The blaze, which was reported at 12:45 a.m. Monday, spread quickly. It caused at least $130,000 damage but might have totaled the mosque because of extensive damage to the attic and roof supports, Wichita fire Capt. Stuart Bevis said. The cause of the fire has not been determined.
“We’re going to be taking a lot of steps” to review evidence because the fire involves a religious meeting place, Bevis said.
Jibril, who has been president of the association for most of its 32-year history, said it appeared the letters were written by the same person because they contained the same types of pictures and same handwriting.
One of the messages said “I don’t need to know anything else about you but 9/11,” and another contained drawings of Muhammed with a beard, Jibril said.
“We don’t allow pictures of the prophet,” he said. Most of the letters were mailed from somewhere in Texas, he said.

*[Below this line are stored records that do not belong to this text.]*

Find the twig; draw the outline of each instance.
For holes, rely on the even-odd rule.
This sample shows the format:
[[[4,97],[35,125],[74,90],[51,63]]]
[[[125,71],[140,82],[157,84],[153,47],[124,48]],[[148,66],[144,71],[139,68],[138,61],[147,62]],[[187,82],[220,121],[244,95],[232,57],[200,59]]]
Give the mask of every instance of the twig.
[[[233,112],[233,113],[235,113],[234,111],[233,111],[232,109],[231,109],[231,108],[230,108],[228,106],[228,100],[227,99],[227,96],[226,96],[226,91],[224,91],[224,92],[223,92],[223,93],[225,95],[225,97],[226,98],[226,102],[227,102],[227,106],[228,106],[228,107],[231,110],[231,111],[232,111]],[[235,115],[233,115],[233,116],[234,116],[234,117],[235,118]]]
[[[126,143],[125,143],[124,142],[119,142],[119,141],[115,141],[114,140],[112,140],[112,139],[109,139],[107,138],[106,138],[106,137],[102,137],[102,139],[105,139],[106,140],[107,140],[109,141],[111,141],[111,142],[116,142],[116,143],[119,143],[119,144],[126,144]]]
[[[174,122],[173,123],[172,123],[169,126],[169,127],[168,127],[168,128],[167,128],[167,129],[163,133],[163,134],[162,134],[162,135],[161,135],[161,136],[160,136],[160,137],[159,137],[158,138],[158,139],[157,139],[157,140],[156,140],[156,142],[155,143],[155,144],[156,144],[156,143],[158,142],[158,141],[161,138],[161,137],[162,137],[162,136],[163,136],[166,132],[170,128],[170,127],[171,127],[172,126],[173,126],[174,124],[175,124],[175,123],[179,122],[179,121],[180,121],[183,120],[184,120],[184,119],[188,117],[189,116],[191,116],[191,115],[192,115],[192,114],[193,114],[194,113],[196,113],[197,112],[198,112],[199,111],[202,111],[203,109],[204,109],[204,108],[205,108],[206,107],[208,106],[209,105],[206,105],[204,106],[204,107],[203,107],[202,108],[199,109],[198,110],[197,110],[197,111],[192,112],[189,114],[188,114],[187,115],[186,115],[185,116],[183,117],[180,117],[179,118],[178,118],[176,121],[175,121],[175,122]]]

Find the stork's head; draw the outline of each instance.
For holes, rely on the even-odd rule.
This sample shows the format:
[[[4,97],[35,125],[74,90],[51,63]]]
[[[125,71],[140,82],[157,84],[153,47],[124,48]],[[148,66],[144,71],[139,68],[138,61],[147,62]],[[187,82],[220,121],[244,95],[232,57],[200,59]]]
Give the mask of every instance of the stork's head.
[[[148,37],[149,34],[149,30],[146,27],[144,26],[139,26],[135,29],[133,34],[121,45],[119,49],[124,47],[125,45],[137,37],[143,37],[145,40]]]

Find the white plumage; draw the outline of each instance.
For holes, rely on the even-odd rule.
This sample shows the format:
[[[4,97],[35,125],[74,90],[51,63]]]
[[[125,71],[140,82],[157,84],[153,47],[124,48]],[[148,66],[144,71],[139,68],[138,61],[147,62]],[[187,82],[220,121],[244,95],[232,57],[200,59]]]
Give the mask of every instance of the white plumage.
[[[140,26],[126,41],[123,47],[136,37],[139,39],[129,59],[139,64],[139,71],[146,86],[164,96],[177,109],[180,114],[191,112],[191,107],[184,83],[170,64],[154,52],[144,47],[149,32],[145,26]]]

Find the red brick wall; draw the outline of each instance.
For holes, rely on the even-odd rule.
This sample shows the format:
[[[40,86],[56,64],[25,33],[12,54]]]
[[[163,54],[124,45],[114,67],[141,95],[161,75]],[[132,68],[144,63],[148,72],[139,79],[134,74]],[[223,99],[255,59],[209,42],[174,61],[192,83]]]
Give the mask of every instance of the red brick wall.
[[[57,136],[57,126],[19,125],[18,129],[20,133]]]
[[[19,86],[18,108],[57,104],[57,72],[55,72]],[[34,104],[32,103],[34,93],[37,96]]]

About 30 or 40 people attended Friday services at the mosque, which also held Sunday school classes, classes in Arabic, holiday prayers and other gatherings, said Jibril, who said it would be rebuilt.
Hussam Madi, a spokesman for the Islamic Society of Wichita, who delivered sermons at the mosque, said the fire was “very, very sad” for the people who prayed there.
Although two mosques are available in east Wichita, the mosque on the west side served members of the Muslim community throughout the city, Madi said. Muslims who fly out of town on Fridays often stop there to pray before they leave, he said.